Practical and Theoretical Implications
Omni-o3 establishes a paradigm shift for MLLMs in omnimodal contexts, marrying fine-grained perception and system-2 deduction with interpretable, structured reasoning. Practically, the model offers substantial improvements for embodied agents, audio-visual QA systems, and autonomous cognitive exploration in rich multimodal environments. Theoretically, tree-based reasoning and multi-step reward modeling foreground new approaches for long-context exploration, modality interference mitigation, and traceable agent policy learning.
Limitations include susceptibility to hallucinations in noisy contexts and incomplete support for real-time interaction.

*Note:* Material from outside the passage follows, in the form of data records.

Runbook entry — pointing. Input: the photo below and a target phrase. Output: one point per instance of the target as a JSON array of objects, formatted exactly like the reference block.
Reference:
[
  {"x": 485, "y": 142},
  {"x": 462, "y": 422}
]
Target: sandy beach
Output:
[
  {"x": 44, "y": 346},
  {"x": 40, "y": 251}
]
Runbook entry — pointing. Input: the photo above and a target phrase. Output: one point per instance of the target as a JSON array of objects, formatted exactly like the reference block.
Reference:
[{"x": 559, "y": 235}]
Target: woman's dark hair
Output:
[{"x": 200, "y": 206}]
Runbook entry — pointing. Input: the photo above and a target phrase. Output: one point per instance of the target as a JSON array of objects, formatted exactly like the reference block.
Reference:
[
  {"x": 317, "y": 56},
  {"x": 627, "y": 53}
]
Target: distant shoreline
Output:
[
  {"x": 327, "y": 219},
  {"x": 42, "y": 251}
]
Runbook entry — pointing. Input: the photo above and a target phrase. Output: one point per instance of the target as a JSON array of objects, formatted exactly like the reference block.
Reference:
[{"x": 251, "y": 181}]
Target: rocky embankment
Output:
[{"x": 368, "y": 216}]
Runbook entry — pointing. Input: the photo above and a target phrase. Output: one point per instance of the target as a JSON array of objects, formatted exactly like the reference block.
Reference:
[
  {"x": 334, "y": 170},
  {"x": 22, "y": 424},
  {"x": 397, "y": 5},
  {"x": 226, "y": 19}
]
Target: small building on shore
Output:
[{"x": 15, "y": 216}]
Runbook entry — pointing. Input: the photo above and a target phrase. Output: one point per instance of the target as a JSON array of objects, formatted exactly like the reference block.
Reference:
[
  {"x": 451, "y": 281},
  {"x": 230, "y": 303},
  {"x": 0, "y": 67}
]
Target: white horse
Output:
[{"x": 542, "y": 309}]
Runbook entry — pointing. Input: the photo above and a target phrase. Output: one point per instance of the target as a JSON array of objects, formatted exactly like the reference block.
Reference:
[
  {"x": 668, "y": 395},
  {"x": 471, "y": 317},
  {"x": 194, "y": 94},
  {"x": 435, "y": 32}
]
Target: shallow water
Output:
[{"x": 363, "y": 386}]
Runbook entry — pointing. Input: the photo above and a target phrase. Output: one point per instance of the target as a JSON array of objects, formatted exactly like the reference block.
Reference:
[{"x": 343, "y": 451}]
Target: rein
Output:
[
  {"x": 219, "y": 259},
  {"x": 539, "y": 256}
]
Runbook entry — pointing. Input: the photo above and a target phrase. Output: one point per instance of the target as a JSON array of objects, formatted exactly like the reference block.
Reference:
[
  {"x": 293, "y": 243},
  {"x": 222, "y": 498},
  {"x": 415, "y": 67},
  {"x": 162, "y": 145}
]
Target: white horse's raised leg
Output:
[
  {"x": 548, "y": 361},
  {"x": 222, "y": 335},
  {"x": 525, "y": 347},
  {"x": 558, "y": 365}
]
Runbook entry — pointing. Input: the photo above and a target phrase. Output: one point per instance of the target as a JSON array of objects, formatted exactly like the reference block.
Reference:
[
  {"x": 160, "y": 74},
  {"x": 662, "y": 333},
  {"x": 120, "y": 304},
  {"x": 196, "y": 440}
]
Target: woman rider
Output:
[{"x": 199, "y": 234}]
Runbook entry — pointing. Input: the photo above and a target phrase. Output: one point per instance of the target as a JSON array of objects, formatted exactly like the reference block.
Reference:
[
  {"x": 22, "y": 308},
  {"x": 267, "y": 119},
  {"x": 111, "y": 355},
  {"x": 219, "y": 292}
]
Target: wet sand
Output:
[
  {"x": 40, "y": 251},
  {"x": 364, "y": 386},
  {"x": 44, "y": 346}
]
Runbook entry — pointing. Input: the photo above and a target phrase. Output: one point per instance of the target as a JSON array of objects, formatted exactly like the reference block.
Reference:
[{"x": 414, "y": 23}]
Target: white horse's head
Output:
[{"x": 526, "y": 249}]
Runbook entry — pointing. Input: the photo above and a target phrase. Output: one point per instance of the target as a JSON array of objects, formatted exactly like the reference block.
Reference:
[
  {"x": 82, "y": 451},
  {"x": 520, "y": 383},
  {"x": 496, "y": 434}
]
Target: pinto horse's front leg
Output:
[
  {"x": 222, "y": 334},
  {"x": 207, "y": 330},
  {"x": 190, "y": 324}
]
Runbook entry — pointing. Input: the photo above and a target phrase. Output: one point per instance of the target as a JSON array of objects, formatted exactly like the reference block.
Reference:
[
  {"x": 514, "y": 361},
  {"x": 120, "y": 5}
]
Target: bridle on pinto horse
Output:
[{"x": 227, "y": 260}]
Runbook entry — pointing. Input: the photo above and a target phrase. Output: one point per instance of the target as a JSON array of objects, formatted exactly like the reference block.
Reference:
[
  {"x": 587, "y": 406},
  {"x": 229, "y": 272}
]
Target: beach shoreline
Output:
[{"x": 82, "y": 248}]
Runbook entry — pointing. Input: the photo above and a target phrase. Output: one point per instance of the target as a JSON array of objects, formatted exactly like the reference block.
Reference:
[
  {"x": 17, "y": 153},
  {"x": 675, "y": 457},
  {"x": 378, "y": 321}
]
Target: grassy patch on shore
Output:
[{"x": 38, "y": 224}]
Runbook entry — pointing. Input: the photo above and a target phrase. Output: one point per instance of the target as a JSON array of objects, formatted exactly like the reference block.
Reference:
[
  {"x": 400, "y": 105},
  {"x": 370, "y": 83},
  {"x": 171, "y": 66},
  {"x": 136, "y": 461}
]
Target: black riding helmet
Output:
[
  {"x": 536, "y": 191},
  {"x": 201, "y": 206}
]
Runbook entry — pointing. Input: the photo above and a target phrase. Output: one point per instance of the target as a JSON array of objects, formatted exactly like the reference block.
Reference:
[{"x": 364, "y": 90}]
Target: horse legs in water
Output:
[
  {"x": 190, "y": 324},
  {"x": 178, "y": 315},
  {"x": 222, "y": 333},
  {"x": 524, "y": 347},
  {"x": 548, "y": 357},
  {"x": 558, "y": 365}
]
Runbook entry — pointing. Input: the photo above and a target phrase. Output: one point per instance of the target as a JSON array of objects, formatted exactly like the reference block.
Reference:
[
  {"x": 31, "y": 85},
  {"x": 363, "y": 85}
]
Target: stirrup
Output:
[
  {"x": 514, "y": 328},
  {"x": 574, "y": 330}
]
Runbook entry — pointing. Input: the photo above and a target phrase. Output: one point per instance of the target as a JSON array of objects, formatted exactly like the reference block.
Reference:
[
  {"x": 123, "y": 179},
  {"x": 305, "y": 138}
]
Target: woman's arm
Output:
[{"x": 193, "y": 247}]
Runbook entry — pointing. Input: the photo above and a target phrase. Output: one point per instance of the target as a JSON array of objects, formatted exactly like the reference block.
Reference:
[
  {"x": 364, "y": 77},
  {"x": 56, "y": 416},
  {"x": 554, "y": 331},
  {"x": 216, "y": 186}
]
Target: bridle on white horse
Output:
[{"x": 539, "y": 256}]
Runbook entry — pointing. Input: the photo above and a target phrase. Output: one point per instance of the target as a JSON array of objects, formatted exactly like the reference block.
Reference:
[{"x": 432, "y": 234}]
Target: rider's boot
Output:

The framework provides a robust foundation for future extensions toward dynamic, embodied, and real-time omnimodal agents.
Conclusion
Omni-o3 integrates deep nested deduction and advanced data curation, yielding state-of-the-art performance across audio-visual, visual, and audio benchmarks. Its recursive, tree-based reasoning fundamentally augments omnimodal cognition, mitigates inefficiencies, and enables interpretable, multi-turn deduction. This paradigm supports further development of robust, high-capacity omnimodal LLMs and agentic reasoning frameworks (2604.24191).